Boa noite, me chamo Rodrigo.
Acompanho seu blog (Diário de um Linguista), já há certo tempo.
Tenho uma dúvida que sempre quis saber a resposta, já perguntei a outro professor e ele não soube responder. Dado o seu óbvio conhecimento, acredito que o senhor poderia me ajudar.
Eu sempre quis saber a razão de alguns números variarem de acordo com o gênero e outros não. Entendo que o “um” varie pois além de número é artigo, mas por que há “dois” e “duas” mas não há “três” e “tresa”? Por que é correto falar que tenho duzentAs laranjas, mas não que tenho duzentas e quatrA laranjas?

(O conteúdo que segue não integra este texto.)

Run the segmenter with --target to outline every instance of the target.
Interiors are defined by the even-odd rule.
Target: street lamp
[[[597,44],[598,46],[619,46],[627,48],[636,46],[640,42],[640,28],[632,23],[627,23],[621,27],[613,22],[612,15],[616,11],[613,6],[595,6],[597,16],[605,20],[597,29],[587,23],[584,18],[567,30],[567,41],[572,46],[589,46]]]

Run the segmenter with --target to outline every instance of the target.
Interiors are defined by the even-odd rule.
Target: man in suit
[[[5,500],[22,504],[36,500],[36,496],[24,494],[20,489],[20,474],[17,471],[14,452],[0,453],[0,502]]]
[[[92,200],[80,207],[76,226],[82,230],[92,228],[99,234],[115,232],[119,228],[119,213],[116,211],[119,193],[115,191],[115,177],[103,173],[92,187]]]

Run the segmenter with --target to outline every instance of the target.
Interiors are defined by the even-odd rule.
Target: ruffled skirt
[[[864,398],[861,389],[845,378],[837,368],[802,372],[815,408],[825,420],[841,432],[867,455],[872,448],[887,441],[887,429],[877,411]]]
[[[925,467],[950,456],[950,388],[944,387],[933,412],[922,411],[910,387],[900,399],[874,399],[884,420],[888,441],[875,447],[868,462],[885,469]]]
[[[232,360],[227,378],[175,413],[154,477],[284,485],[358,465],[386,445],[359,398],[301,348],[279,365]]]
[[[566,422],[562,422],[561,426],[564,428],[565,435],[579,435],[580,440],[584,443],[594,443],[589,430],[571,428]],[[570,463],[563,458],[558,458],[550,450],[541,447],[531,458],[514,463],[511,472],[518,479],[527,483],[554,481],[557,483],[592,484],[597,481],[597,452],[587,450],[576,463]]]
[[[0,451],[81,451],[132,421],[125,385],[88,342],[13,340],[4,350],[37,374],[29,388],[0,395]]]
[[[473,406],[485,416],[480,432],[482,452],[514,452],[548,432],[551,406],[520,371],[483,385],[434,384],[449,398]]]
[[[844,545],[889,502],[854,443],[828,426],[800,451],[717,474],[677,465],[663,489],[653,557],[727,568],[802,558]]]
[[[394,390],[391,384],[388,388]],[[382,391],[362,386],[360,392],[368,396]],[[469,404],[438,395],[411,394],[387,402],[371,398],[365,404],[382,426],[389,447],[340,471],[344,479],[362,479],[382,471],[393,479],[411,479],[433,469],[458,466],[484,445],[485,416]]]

Caro Rodrigo, a explicação de por que o português flexiona em gênero os numerais um, dois, duzentos, trezentos e demais centenas está no latim. Como você sabe, o português descende do latim, e nessa língua havia três gêneros: masculino, feminino e neutro. Consequentemente, o latim flexionava nesses três gêneros os numerais de um a três e mais as centenas a partir de duzentos. Tínhamos então: unus, una, unum; duo, duae, duo; tres, tres, tria; ducenti, ducentae, ducenta; trecenti, trecentae, trecenta, e assim por diante. Observe que em espanhol, francês e italiano, línguas-irmãs do português, somente o um admite flexão no feminino, os demais numerais são invariáveis. Lembro também que o numeral um não é flexionável porque também é artigo indefinido; na verdade, ocorreu o oposto: o artigo indefinido derivou do numeral, até porque em latim não havia artigos.
Mas por que os numerais acima de três não se flexionavam em latim? Para responder a essa pergunta, temos de retroceder ainda mais no tempo, até cerca de 4 mil anos a.C., quando se falava a língua-mãe do latim, o indo-europeu. Nessa língua, somente os numerais de um a três eram flexionáveis. Isso leva os linguistas históricos, como eu, a pensar que o indo-europeu descendia de uma outra língua, nomeada pelos especialistas de nostrático, que só tinha numerais de um a três, o que, aliás, é a situação verificada na maioria das línguas do mundo.
De fato, línguas ágrafas, como são os idiomas de tribos primitivas, só contam até dois ou no máximo três porque culturas simples como as tribais não têm muito o que contar. Essas línguas são chamadas de one-two-many, ou “um-dois-muitos” porque quantidades acima de dois são genericamente tratadas como “muito”.
Em resumo, o nostrático, que teria dado origem ao indo-europeu, deve ter sido falado por volta de 8 mil anos a.C. por uma população de caçadores-coletores nômades, portanto uma sociedade tribal extremamente simples.
A título de curiosidade, a origem remota do numeral latino tres é a mesma da preposição trans, que quer dizem “além” (como em transnacional, por exemplo). Ou seja, tres designava originalmente tudo o que está além de dois, algo como um, dois e o resto.
Parabéns por mais um ótimo e instrutivo artigo! 🙂
Pena que só dá para curtir isto aqui; deveria ter como reagir com o famoso “uau”.
P.S.: Avisem-me quando iniciarem as reservas para a primeira viagem de turismo com a máquina do tempo; quero aprender a caçar com os pais nostráticos.
Só um deslize, acontece: em espanhol os numerais de 200 a 900 têm feminino também: doscientas, trescientas, cuatrocientas, quinientas, seiscientas, setecientas, ochocientas, novecientas.
Catalão tem dos no masculino e dues no feminino e romeno usa doi para o masculino e două para o feminino e neutro.
É interessante a flexão de tres, tria em latim não ter sobrevivido nas principais línguas neolatinas.
Obrigado pela contribuição, Luciano. De fato, outras línguas românicas além do português flexionam o numeral dois, incluindo o galego (dous, dúas); eu citei em meu artigo apenas as mais conhecidas. E o galego, assim como o espanhol, também flexiona as centenas.